Objective: Investigate the MHC-I pathway in microglia as it relates to aging and AD and isolate
disease associated microglia to understand the role of this pathway and microglial phenotypes.
Design: To examine microglial MHC-I during the aging process, we used the Cx3cr1-NuTRAP
mouse line to collect microglial-specific RNA from mice of different ages for transcriptomic
analyses. Additionally, flow cytometry analysis and immunohistochemistry were used to confirm
our results at the proteomic level. With the regulation of microglial MHC-I in neurodegenerative
conditions, we wanted to investigate the potential involvement of MHC-I in disease associated
microglia (DAMs). While DAMs have been analyzed in single cell studies, we wanted a deeper,
more comprehensive analysis of their molecular phenotype, so we sorted DAMs by flow cytometry
before performing translatome profiling. To assess MHC-I function in neurodegeneration and
DAMs, we have developed a microglia-specific B2m knockout model with the goal to suppress
microglial MHC-I before and after development of neuroinflammation and reactive microglia.

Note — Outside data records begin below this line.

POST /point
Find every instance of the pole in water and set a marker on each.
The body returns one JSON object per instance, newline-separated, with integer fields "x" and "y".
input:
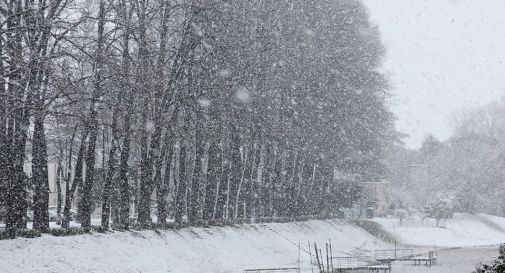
{"x": 317, "y": 258}
{"x": 310, "y": 254}
{"x": 395, "y": 249}
{"x": 327, "y": 259}
{"x": 331, "y": 256}
{"x": 298, "y": 254}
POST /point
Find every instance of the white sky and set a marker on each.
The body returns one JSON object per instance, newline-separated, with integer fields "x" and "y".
{"x": 443, "y": 56}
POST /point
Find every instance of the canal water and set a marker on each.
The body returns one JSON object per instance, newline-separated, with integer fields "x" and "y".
{"x": 457, "y": 260}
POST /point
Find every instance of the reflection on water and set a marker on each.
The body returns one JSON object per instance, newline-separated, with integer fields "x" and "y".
{"x": 458, "y": 260}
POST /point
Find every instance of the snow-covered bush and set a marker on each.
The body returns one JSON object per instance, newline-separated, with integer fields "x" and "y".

These studies will need to tamoxifen (Tam) induce the knockout at young and old ages. To
compare the specificity and efficacy of Tam mediated cre recombination at various ages, we
induced Cx3cr1-NuTRAP mice at early or late ages and collected both young and old mice. For
this portion of experiments, RNA sequencing was used as an endpoint in addition to flow
cytometry and immunohistochemistry.
Results: The results of this project demonstrate: 1) there is consistent upregulation of MHC-I in
microglia with age in mice and humans and in clinical AD samples and a variety of mouse AD
models; 2) DAMs can be isolated and have mostly consistent phenotypes across conditions
(aging, AD, experimental autoimmune encephalomyelitis) with some important differences and;
3) different ages of Tam administration effectively induce cre recombination. We expand this data
to hypothesize that MHC-I has a role in microglial phenotypic switching in the brain.
Conclusions: The discovery of the increase of microglial MHC-I with aging and AD and DAMs
provides a novel pathway that may present new therapeutic avenues in future studies.